On Tuesday, both spot gold and US gold futures’ prices had beaten hasty retreats with spot gold tumbling as much as 1.0 per cent, as American currency had spiked to a nearly 10-1/2-month peak and US Treasury Yields had spurred up over prospects of an earlier-than-anticipated rate hike from the US Federal Reserve.
In point of fact, in the day’s Newtonian upsurge in American Dollar, which appeared to have hammered down the bullion’s prices, was mostly prompted by the likelihoods of a hike in benchmark borrowing cost from the US Fed as early as by 2022, as nine out of eighteen Fed policymakers had raised voices over a tapering of fiscal support by November and a rate-hike by 2022, much earlier than a prior projection of end-2023, eventually stoking a safe-haven bid for the American currency.
Besides, since last week’s US Fed policy meet, US Treasury Yields had been rallying at a breakneck pace and had returned above a 1.5 per cent level to their strongest in more than three months on Tuesday, pressing the safe-haven yellow metal prices further.
On top of that, US Treasury’s Janet Yellen had said earlier in the day that the US Govt. would run of fresh liquidity by October 18 unless the US Fed could raise its borrowing limit, putting pressure on US Central Bank to raise interest rate further in a bid to put the kibosh on a high-flying inflation, as an influx of more liquidity through debts, which eventually have to be paid out by the Americans in form of taxation from their gross outputs, would flare up inflation indicators further, in due course increasing appetite for US Treasury Yields.
However, usually, spot gold is seen as a hedge against a higher inflation.
Gold tumbles over 1.0 per cent as US Treasury Yields, US Dollar flare up
Citing statistics, in the day’s late-afternoon US trading hours, spot gold prices had edged 0.8 per cent lower to $1,736.81 an ounce after hitting a 1-1/2-month low of $1,726.19 per ounce earlier in the day, while US gold futures faltered 0.8 per cent to $1,735.5 an ounce.
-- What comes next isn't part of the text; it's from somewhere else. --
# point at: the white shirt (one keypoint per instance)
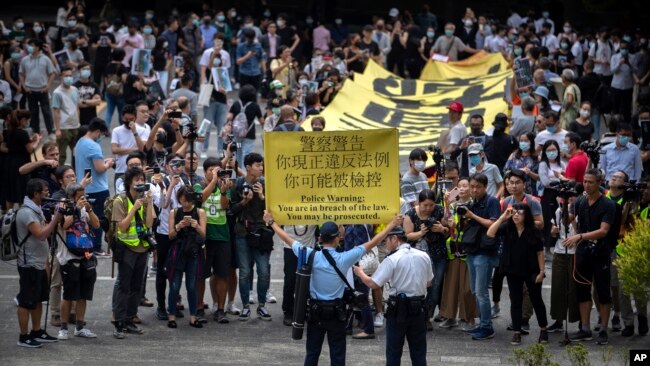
(408, 270)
US Dollar Index (DXY) measured against a basket of six major currencies rose 0.4 per cent, while US 10-year Treasury bond notes were last trading at 1.525 per cent. Meanwhile, referring to latest US Fed policy meet, a head of commodity strategies at TD Securities, Bart Melek said, “The dot plots set by FOMC members signalling an earlier-than-previously-expected rise in Fed’s fund rates, and the move higher across the yield curve continue to have a negative impact on gold”.